The Discovery of Longitude at Sea Act 1774 (14 Geo. 3. c. 66) was an act of the Parliament of Great Britain that repealed the earlier legislation providing rewards for the discovery of a method of finding the longitude at sea, saving the provisions constituting the Commissioners for the Discovery of the Longitude (the Board of Longitude) and those relating to the Nautical Almanac, and made new and reduced provision for such rewards.

== Provisions ==
=== Repealed enactments ===
Section 1 of the act repealed 8 enactments, listed in that section, except so far as they related to the appointment and authority of the commissioners thereby constituted, or to the constructing, printing, publishing, vending, and licensing of nautical almanacks and other useful tables.

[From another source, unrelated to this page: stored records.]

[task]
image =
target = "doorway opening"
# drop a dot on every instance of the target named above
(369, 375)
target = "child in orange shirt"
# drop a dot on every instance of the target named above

| Citation | Short title | Description | Extent of repeal |
| 13 Ann. c. 14 12 Ann. St. 2. c. 15 | Discovery of Longitude at Sea Act 1713 | An Act for Providing a Publick Reward for such Person or Persons as shall Discover the Longitude at Sea. | The whole act, except so far as it relates to the appointment and authority of the commissioners thereby constituted, and except such clauses as relate to the constructing, printing, publishing, vending, and licensing of nautical almanacks and other useful tables. |
| 14 Geo. 2. c. 39 | Longitude and Latitude Act 1740 | An Act for surveying the Chief Ports and Head Lands, on the Coasts of Great Britain and Ireland, and the Islands and Plantations thereto belonging, in order to the more exact Determination of the Longitude and Latitude thereof. |
| 26 Geo. 2. c. 25 | Discovery of Longitude at Sea Act 1753 | An Act to render more effectual an Act made in the Twelfth Year of the Reign of Her late Majesty Queen Anne, intituled, "An Act for providing a publick Reward for such Person or Persons as shall discover the Longitude at Sea," with regard to the making Experiments of Proposals made for discovering the Longitude; and to enlarge the Number of Commissioners for putting in Execution the said Act. |
| 2 Geo. 3. c. 18 | Discovery of Longitude at Sea Act 1762 | An Act for rendering more effectual an Act, made in the Twelfth Year of the Reign of Her late Majesty Queen Anne, intituled, "An Act for providing a Publick Reward for such Person or Persons as shall discover the Longitude at Sea," with regard to the making Experiments of Proposals made for discovering the Longitude. |
| 3 Geo. 3. c. 14 | Discovery of Longitude at Sea (John Harrison) Act 1763 | An Act for the Encouragement of John Harrison to publish and make known his Invention of a Machine, or Watch, for the Discovery of the Longitude at Sea. |
| 5 Geo. 3. c. 11 | Discovery of Longitude at Sea Act 1765 | An Act for rendering more effectual an Act made in the Twelfth Year of the Reign of Her late Majesty Queen Anne, intituled, "An Act for providing a publick Reward for such Person or Persons as shall discover the Longitude at Sea," with regard to the making Experiments of Proposals made for discovering the Longitude. |
| 5 Geo. 3. c. 20 | Discovery of Longitude at Sea (No. 2) Act 1765 | An Act for explaining and rendering more effectual Two Acts, One, made in the Twelfth Year of the Reign of Queen Anne, intituled, "An Act for providing a publick Reward for such Person or Persons as shall discover the Longitude at Sea;" and the other, in the Twenty-sixth Year of the Reign of King George the Second, intituled, "An Act to render more effectual an Act made in the Twelfth Year of the Reign of Her late Majesty Queen Anne, intituled, 'An Act for providing a publick Reward for such Person or Persons as shall discover the Longitude at Sea,' with regard to the making Experiments of Proposals made for discovering the Longitude; and to enlarge the Number of Commissioners for putting in Execution the said Act." |
| 10 Geo. 3. c. 34 | Discovery of Longitude at Sea Act 1770 | An Act for rendering more effectual several Acts for providing a Publick Reward for discovering the Longitude at Sea; for improving the Lunar Tables constructed by the late Professor Mayer; and for encouraging Discoveries and Improvements useful to Navigation. |

== Subsequent developments ==
The whole act was repealed by section 1 of, and the schedule to, the Statute Law Revision Act 1871 (34 & 35 Vict. c. 116), which came into force on 21 August 1871.